Reply:

We thank Sherif and Plenk for their careful reading of our work and thoughtful comments. They gave us an occasion to read more recent material from their laboratory, which unfortunately could not be included in our review, which was limited to 1961–2008. We are also grateful to have the opportunity to elaborate on our thoughts and opinions, unhampered by the obligation of reserve and objectivity essential to a systematic review.

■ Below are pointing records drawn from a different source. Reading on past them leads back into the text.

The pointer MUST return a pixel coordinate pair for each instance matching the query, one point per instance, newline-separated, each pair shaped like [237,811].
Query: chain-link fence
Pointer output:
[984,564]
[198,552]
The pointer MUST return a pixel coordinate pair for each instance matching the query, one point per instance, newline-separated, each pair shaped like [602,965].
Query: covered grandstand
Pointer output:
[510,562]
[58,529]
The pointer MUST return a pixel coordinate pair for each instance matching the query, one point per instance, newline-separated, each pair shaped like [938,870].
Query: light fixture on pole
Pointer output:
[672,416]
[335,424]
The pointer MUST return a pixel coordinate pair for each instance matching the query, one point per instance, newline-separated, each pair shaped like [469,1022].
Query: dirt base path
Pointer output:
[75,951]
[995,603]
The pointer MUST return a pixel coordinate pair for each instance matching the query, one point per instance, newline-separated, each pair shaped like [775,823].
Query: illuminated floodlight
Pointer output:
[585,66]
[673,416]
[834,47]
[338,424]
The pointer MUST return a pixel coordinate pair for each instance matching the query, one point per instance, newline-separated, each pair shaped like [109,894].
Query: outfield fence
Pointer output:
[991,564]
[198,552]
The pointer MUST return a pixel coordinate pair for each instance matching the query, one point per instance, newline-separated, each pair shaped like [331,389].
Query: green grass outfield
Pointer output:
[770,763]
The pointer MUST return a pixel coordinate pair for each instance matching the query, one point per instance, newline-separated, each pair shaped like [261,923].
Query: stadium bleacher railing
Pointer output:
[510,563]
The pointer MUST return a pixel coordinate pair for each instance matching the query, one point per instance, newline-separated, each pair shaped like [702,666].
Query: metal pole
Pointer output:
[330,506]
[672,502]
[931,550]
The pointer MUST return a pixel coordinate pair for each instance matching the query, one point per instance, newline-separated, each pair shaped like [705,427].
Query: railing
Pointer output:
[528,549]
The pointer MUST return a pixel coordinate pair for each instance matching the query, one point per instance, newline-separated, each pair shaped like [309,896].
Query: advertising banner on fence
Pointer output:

We do not believe (and never wrote) that “the lack of correlation between angiographic and pathohistologic results is a major limitation to the validity of experimental aneurysm studies” as the writers of this letter suggest. These discrepancies were reported by other authors (some in collaboration with the writers of the letter) working with the venous pouch rabbit aneurysm model, as an insightful discovery of the model; this has nothing to do with and does not question the validity of models in general. As we understand it, those authors were simply stating that angiographic evaluation of results was less reliable than microscopic examination of specimens. Furthermore, the items included in Table 4 were never meant to be “a critique of the rabbit venous-pouch bifurcation model,” as the commentators believe, but a selection of key characteristics extracted, as faithfully and objectively as possible, from source articles on the various published models. Similarly, the drawbacks of the rabbit model, such as a lower aneurysm patency rate and higher morbidity, were reported as they appeared in the literature; at the time of our writing, we could not include the progress report of still unpublished work on the rabbit model from the present commentators.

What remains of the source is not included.